Jean-Dominique Senard a indiqué jeudi, devant les actionnaires de Renault Group, qu’il ne briguerait pas un nouveau mandat à la tête du constructeur automobile. « Cela fait maintenant sept ans que j’ai l’honneur de présider le groupe Renault, il me reste une année pour aller au bout de mon mandat, mais je ne ferai pas le mandat de trop », a-t-il déclaré. Il a précisé qu’il s’emploierait à assurer sa succession avec pour unique souci la défense des intérêts de l’entreprise et de ses équipes.
Arrivé en 2019 à la demande de l’État pour redresser un groupe ébranlé par l’affaire Carlos Ghosn, M. Senard avait alors quitté la direction de Michelin. L’ancien patron, âgé de 73 ans, s’est félicité du chemin parcouru depuis cette période troublée. « Au plus fort de la crise de 2019, j’avais dit qu’un jour le groupe retrouverait le rang qu’il mérite. Il me semble qu’il y avait une bonne part d’auto-persuasion, mais le talent et la résilience des équipes, ainsi que la solidité de la gouvernance du groupe quels que soient les aléas m’ont finalement donné raison », a-t-il confié, y trouvant un motif de reconnaissance et de fierté.
Le premier trimestre 2026 a par ailleurs été favorable au constructeur, qui a enregistré un chiffre d’affaires de 12,53 milliards d’euros, supérieur aux prévisions des analystes. Lors de l’assemblée générale, la direction a confirmé le plan stratégique « Futuready » 2026-2030, dévoilé le 10 mars. Ce programme prévoit le lancement de 36 nouveaux modèles d’ici 2030, dont 14 hors d’Europe, la poursuite de l’électrification du parc européen et une transformation profonde de l’ingénierie, avec une supervision intégrale de la fabrication par l’intelligence artificielle, selon le directeur général François Provost.
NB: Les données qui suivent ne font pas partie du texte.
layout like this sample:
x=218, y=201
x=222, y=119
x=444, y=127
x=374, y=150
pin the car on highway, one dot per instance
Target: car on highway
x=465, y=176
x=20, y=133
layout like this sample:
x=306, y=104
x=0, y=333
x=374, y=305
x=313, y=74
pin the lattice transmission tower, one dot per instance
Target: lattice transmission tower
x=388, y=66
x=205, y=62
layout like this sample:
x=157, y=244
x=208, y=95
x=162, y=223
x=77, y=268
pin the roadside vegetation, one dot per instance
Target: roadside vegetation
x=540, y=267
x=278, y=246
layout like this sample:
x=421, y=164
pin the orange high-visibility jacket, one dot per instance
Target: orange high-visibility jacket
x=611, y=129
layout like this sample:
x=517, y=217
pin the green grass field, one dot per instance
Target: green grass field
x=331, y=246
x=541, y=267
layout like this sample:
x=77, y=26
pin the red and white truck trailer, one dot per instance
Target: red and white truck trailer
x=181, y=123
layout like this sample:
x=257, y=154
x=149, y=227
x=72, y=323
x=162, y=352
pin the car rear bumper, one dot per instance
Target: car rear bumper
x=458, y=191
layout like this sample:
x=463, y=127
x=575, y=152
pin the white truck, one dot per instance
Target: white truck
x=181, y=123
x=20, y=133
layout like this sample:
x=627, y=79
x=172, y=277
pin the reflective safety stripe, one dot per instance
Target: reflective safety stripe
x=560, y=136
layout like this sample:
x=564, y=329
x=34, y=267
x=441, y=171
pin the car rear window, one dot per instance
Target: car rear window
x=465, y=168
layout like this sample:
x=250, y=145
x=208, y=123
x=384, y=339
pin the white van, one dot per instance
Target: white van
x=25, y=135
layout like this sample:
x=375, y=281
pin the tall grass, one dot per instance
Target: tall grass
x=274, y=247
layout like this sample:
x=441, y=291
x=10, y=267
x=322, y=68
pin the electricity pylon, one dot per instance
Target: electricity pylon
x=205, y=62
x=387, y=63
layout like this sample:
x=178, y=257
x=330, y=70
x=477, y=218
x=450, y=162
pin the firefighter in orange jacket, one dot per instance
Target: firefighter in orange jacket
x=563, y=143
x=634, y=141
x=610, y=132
En parallèle, Renault a annoncé le 23 avril une réduction de 15 à 20 % de ses effectifs d’ingénierie dans le monde, soit environ 12 000 postes, sur une période de deux ans. M. Provost a également évoqué la politique de partenariats internationaux du groupe, comme celui conclu avec Ford en décembre pour produire deux modèles électriques dans une usine du nord de la France. Le constructeur vise une production annuelle de 300 000 véhicules d’ici 2030 en collaboration avec cinq partenaires.
Les ambitions de développement se concentrent notamment sur des marchés émergents comme l’Inde, avec Nissan, et le Brésil, avec le chinois Geely. En matière de durabilité, Renault s’engage à atteindre la neutralité carbone en Europe d’ici 2040 et à l’échelle mondiale d’ici 2050, tout en visant une réduction de 70 % des incidents survenant au cours des cinq premières années de vie d’un véhicule.